In the western desert region of Egypt, previous propped multiple-fracture treatments were performed using conventional methods (i.e., perforate, frac, set mechanical/zone isolation, and repeat cycle). Although the resulting treatment efficiency was satisfactory, other methods were being considered to help reduce cost and improve production performance. Also, it was desired to decrease total operational time, which would further impact economics (rig time, production delay, etc).In an attempt to improve production response, fracturing designs in the El Fadl field in the western desert went from a standard three-stage design up to as much as a six-stage design to more effectively stimulate the pay zones.

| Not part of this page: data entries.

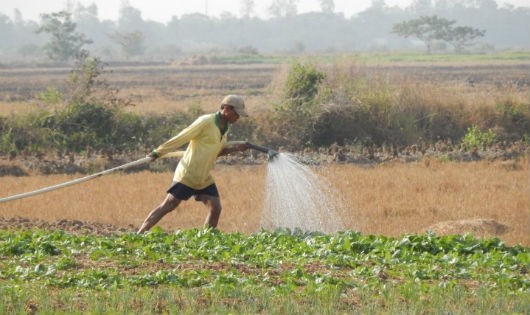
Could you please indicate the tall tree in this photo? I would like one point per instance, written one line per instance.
(283, 8)
(327, 6)
(65, 42)
(463, 36)
(131, 43)
(431, 28)
(247, 8)
(425, 28)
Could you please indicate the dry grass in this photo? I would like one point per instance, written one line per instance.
(389, 199)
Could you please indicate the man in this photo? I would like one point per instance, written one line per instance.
(207, 140)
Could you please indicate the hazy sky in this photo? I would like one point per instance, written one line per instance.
(163, 10)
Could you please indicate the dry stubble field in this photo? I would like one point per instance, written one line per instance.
(485, 198)
(492, 198)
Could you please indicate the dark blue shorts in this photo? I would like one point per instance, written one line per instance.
(183, 192)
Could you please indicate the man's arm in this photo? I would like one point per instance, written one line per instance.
(231, 147)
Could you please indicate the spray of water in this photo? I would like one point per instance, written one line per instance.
(296, 198)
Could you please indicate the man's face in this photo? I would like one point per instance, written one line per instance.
(229, 113)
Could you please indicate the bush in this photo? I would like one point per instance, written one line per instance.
(475, 138)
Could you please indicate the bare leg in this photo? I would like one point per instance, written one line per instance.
(168, 205)
(214, 206)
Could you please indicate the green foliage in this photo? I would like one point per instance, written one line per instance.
(475, 138)
(65, 43)
(299, 102)
(51, 96)
(86, 85)
(272, 271)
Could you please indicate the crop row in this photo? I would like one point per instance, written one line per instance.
(286, 259)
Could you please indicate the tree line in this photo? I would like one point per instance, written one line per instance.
(478, 26)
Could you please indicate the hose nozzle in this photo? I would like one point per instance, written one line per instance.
(270, 152)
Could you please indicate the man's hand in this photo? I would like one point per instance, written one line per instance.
(242, 147)
(153, 155)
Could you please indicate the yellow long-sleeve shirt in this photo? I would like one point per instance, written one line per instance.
(205, 143)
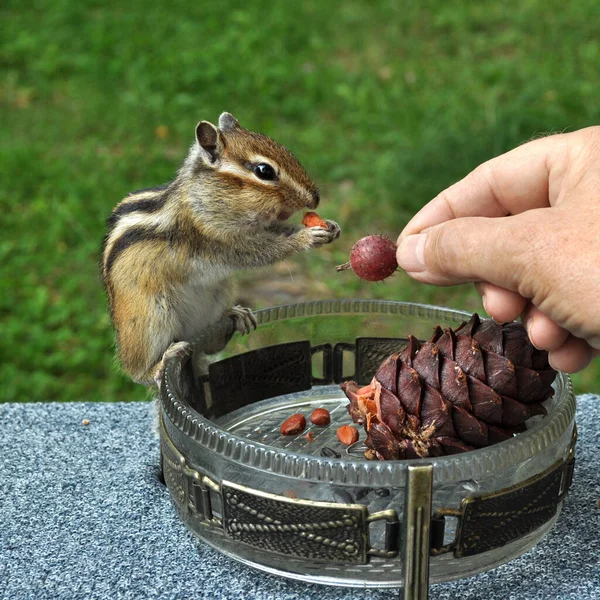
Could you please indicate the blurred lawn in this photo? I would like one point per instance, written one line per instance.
(385, 103)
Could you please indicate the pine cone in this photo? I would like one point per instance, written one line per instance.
(463, 389)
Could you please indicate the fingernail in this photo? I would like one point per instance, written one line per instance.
(484, 302)
(529, 329)
(411, 253)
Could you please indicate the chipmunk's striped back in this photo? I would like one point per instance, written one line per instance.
(170, 251)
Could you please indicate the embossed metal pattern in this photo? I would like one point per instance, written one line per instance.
(496, 519)
(321, 531)
(173, 471)
(259, 374)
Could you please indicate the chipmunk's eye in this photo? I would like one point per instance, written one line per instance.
(265, 171)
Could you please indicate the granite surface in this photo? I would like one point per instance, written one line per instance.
(83, 517)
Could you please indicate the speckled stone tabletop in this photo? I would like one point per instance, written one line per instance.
(83, 517)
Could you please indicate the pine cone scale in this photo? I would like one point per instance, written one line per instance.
(463, 389)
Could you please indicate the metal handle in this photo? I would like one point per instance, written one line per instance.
(416, 532)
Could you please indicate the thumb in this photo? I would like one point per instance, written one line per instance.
(470, 249)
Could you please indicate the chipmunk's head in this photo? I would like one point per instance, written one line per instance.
(255, 173)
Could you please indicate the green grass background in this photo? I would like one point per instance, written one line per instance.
(385, 103)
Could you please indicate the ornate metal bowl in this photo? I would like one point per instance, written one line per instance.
(318, 511)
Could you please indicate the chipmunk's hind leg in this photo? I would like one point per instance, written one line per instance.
(177, 349)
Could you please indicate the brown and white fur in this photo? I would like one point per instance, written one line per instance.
(170, 252)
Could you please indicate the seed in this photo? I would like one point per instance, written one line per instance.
(312, 219)
(320, 417)
(295, 424)
(347, 434)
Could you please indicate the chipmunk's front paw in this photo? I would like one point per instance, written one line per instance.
(319, 235)
(177, 349)
(243, 318)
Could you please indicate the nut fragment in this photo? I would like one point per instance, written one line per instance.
(320, 417)
(347, 434)
(312, 219)
(293, 425)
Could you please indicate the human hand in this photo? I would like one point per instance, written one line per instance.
(525, 228)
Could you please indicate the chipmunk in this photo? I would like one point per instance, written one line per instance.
(170, 252)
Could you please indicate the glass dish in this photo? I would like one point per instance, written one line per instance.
(220, 418)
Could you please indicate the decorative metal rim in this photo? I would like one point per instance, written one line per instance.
(510, 453)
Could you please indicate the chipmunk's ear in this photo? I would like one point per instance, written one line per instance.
(227, 122)
(209, 140)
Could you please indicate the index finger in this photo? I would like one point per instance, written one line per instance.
(506, 185)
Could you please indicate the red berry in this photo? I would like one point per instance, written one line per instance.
(372, 258)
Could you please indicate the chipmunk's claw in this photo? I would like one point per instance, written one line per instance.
(177, 349)
(243, 318)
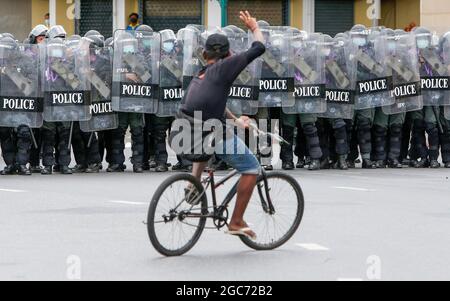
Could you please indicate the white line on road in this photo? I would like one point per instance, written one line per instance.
(11, 190)
(127, 203)
(353, 188)
(312, 247)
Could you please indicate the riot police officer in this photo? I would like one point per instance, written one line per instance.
(51, 130)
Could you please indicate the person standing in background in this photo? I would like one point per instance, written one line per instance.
(133, 21)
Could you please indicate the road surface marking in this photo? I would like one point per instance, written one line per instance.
(127, 203)
(11, 190)
(353, 188)
(313, 247)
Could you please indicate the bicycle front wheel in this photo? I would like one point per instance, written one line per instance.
(274, 221)
(174, 225)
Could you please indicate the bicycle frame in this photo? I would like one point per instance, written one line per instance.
(266, 201)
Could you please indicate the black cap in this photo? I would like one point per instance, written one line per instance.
(217, 43)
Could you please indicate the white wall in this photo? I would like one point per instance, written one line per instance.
(435, 15)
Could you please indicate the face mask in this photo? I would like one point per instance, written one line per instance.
(168, 47)
(128, 49)
(359, 41)
(297, 44)
(57, 53)
(326, 51)
(422, 44)
(147, 43)
(391, 46)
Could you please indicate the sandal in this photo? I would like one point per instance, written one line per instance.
(242, 232)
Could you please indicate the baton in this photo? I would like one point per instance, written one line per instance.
(90, 139)
(33, 138)
(436, 115)
(70, 136)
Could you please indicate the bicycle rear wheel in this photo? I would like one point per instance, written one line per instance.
(171, 227)
(273, 230)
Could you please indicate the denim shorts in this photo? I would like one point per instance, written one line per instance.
(236, 154)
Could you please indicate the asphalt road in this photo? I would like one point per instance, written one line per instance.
(358, 225)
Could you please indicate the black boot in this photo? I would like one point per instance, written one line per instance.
(351, 164)
(287, 165)
(342, 162)
(23, 170)
(146, 166)
(79, 168)
(420, 163)
(65, 170)
(394, 163)
(325, 164)
(46, 170)
(9, 170)
(300, 163)
(35, 169)
(368, 164)
(380, 164)
(314, 165)
(137, 168)
(268, 167)
(115, 168)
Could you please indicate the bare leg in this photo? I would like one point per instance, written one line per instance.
(198, 168)
(244, 192)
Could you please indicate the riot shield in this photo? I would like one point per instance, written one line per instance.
(243, 96)
(373, 86)
(20, 96)
(340, 77)
(401, 58)
(66, 88)
(100, 78)
(309, 75)
(135, 71)
(434, 74)
(170, 74)
(447, 112)
(276, 87)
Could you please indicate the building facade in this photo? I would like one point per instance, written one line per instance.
(327, 16)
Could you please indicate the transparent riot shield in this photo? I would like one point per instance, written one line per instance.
(309, 70)
(100, 77)
(170, 74)
(64, 70)
(20, 96)
(276, 87)
(194, 38)
(243, 96)
(340, 81)
(374, 85)
(135, 71)
(447, 112)
(402, 61)
(434, 73)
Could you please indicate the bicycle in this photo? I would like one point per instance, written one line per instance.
(260, 213)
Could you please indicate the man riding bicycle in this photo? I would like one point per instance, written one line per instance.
(208, 93)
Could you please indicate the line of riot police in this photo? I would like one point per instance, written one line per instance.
(375, 93)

A careful review of the field and operations suggested possible benefits from implementing the pinpoint method for hydraulic-fracturing treatments. It was, however, not a simple case of just applying a hydraulic-fracturing treatment to every potential zone, but required proper well screening, thorough log analysis, calculating and validating mechanical rock properties, and enhanced 3D fracture modeling to achieve a successful campaign.A pinpoint method for stimulation was implemented to perform multistage jobs at reduced costs. As the stage count per well was increased, production response and economics were improved. Both treatment design and staging design with this fracturing technique continue to be further refined as performance and statistical analysis of previous design changes are completed.This paper discusses a pinpoint method for frac treatment and the methodology applied on a recent well. Differences in job execution that will be discussed include: using a hydrajet perforating mechanism instead of conventional casing-gun perforation, time-consumption reduction, analysis of vertical-fracture coverage per potential zone, and cumulative production response from the different designs tested. This could serve as guidelines for other operators who might be facing similar challenges in the North Africa region and elsewhere.